In practice, organizations can build each of these methods themselves, use piecemeal vendors, or work with a vendor like DX that automates all three.

Bringing it all together

To fully understand AI’s benefits, adoption, and how its being used, you need a mixed-methods approach. Telemetry benefits, experience sampling, and surveys all have their unique strengths.

We recommend organizations start with surveys to get a baseline before AI tools have been fully rolled out. Running these surveys regularly, about every six to twelve weeks, helps track changes in developer adoption and satisfaction.

Then, keep an eye on telemetry metrics to spot any changes or trends in developer productivity levels as AI tools are adopted. Be sure to properly clean and normalize data so that you’re getting reliable signals.

Lastly, we strongly recommend running experience sampling studies in focused, four-week intervals. These studies can yield powerful data on the dollar-value ROI of AI tools, along with close-up insights into how developers are using AI to realize their productivity gains. These learnings can be shared back with other developers and internal platform teams, helping make clear the best use cases for AI as well as gaps and opportunities.

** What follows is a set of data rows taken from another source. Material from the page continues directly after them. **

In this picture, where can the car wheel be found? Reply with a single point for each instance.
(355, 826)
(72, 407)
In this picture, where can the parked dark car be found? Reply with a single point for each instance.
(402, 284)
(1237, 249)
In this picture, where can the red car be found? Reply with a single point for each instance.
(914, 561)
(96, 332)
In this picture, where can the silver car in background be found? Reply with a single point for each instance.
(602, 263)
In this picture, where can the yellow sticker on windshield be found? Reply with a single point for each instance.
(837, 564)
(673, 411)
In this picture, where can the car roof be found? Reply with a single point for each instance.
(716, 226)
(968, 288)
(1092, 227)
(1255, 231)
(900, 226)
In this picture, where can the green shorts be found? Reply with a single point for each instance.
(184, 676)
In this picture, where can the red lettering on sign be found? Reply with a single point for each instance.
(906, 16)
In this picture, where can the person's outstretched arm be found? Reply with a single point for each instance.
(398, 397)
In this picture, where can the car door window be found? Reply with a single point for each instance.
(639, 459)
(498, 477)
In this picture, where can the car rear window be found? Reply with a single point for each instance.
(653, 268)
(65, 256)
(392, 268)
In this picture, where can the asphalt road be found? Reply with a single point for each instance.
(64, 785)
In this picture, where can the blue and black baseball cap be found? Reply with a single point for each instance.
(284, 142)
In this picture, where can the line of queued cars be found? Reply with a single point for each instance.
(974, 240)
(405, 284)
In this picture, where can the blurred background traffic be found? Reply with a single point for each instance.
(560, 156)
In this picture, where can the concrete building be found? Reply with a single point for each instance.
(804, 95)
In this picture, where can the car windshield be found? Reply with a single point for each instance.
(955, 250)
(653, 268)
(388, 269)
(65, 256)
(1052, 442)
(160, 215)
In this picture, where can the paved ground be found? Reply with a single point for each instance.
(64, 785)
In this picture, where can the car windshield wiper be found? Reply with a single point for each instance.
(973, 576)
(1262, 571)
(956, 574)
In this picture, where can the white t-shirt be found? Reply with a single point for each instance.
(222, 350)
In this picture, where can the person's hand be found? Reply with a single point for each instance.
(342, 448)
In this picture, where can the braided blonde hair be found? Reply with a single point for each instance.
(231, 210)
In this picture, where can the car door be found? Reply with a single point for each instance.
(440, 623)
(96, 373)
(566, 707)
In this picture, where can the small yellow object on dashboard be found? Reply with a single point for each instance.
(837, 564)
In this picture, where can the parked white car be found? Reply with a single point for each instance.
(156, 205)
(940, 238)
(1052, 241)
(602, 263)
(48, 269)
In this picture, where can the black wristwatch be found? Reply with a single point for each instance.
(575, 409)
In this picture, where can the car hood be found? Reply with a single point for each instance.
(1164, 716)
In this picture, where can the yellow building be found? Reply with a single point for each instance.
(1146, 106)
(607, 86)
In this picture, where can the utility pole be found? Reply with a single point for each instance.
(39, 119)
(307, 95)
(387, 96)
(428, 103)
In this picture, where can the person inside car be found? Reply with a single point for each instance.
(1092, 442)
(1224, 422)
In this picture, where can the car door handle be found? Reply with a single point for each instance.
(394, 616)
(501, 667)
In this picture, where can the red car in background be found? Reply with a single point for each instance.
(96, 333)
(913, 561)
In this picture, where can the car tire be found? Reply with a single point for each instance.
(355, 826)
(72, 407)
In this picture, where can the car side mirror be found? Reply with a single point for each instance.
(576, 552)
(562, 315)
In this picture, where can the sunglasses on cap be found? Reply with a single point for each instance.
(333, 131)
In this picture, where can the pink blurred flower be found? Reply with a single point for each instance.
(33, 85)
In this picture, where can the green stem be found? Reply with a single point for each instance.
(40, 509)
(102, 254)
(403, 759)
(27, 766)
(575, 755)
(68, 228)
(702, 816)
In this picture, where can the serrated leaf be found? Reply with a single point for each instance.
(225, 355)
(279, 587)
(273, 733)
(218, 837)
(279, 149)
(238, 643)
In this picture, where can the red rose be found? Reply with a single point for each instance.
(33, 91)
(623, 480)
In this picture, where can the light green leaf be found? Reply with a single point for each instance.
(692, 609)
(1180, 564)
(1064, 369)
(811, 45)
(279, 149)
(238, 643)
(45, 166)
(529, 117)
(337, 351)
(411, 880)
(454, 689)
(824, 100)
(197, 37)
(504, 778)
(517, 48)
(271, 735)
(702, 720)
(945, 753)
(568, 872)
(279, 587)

Methods for measuring GenAI impact

Final thoughts

AI represents a significant opportunity to boost developer productivity and job satisfaction. Effective collection of developer metrics and feedback is key to optimally rolling out and realizing the full impact of these tools.

As discussed, data can be used to better understand and drive adoption, as well as validate the financial ROI of productivity gains being captured. Insights on specific AI use cases can help with educating developers across your organization on how to best apply these tools.

The earlier organizations can establish baselines and put data mechanisms in place, the better: this provides a longitudinal view of how AI impacts your business over time.